In short, except as a passing reference to some negative aspect of Allan’s regime,
don’t write about him during the course of a review. Since this film review was
already in the pipeline Greg has told me he will not “red-pencil” any such
references here.
That brings us to the film
under review Barbara Stanwyck’s Stella
Dallas which deals with some women’s issues that could not get addressed in
Stage Door although that was a very
strong women’s film as well. (I hope that I am wrong, and I probably am, but I would
be very unhappy if I was the token women here and hence will be given all the
so-called “chick-flicks,” all the women-oriented films since that would both be
a serious step back from what this site is supposed to stand for and drive me
crazy as well since my attitude toward most women’s films, especially of late
is that they should never have been produced for lots of reasons which I will
get into sometime when I get another such assignment).
It is only recently,
maybe the last few years, the combination of sex and class have begun to get a
serious work-out in the body politic and its reflection in film. So it is
rather surprising to see such issues, intentionally or not and maybe not is closer
to the grain, in a 1930s Hollywood film, a melodrama, a tear-jerker to boot.

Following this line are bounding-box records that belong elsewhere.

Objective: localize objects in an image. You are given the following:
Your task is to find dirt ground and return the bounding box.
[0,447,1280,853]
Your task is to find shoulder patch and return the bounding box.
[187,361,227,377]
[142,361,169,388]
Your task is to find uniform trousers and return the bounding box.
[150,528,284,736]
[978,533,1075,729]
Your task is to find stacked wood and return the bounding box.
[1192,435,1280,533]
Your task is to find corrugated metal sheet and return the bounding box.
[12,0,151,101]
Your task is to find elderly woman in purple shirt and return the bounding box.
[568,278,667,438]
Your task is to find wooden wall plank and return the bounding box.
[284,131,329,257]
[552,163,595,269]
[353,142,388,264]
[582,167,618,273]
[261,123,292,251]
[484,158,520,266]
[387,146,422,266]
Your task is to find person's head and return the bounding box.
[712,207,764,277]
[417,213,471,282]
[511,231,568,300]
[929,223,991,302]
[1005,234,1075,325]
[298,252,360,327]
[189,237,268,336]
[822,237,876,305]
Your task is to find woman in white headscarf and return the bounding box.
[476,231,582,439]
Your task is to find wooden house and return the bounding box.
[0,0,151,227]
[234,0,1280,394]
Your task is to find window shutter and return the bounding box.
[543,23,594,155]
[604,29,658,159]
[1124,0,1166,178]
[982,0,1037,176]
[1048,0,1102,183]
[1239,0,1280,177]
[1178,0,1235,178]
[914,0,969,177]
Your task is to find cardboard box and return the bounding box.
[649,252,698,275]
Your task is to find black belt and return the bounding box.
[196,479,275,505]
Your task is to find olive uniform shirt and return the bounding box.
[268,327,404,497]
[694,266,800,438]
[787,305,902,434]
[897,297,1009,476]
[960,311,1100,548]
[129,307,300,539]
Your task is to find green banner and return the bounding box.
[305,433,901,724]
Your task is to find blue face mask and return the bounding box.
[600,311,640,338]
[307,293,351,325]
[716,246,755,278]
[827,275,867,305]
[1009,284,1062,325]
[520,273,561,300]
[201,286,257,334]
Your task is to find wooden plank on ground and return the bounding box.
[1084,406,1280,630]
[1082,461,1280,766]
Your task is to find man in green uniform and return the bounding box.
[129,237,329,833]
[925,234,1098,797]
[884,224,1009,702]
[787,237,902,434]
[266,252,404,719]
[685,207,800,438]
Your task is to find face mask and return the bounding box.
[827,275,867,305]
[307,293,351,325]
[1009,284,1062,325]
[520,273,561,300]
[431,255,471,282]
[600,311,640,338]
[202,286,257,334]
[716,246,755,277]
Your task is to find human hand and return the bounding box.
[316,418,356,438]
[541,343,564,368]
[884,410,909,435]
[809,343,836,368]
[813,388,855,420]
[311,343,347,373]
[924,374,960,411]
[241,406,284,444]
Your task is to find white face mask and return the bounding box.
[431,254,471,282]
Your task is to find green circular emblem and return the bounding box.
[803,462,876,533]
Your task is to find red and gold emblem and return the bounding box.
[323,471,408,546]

Stella Dallas (nee Martin) is from minute one of the film all about getting out
from under her banal mill-town working class upbringing. She wants the American
rags to riches dream but via her sexual charms and feminine wiles to grab an
eligible rich man and not through
her own education and
acumen. Well once she put her claws out she hooks an up and coming guy, not
rich but with prospects, Steve Dallas, played by 1930s rich and handsome leading
man character John Boles, who on the rebound marries her quickly, too quickly
for either party in the end.
The result of this union
is a young daughter, Laurel, played by Anne Shirley as she ages, as she gets to
be a good-looking young woman. But well before that the well-mannered Dallas-rough
and tumble Martin class differences portent a marriage not made in heaven. Before
long the paths separated with Stella in charge of the daughter on a set allowance
from Stephen who was off to New York to make a ton of money. That situation goes
on for years with Laurel periodically off with father and very different kind of
lifestyle among the upper crust whom her father is associating with as he again
rises in society.
Such a situation could
not go on forever especially as Laurel is attracted to that high society life,
although finally made aware that her ill at ease mother can’t keep up with that
crowd, no way. In the best interest of the child though Stella finally agrees
to divorce Stephen, an extremely hard thing to have to do in that time, and let
Laurel go and soak up the lifestyle of the rich and famous. Stella’s sacrifice,
although it turned out she couldn’t quite make that class jump herself, paid
off when Laurel married some scion of the Mayfair swells as Josh always liked
to call them. Sex, class, single motherhood, sacrifice a better than average melodrama
from that period. Except Josh will also squash things a bit when he reads this
review and start yelling about Ms. Stanwyck’s role as the femme fatale in the
film adaptation of James M. Cain’s Double
Indemnity la and the hell with the frumpy housewife she plays in this film.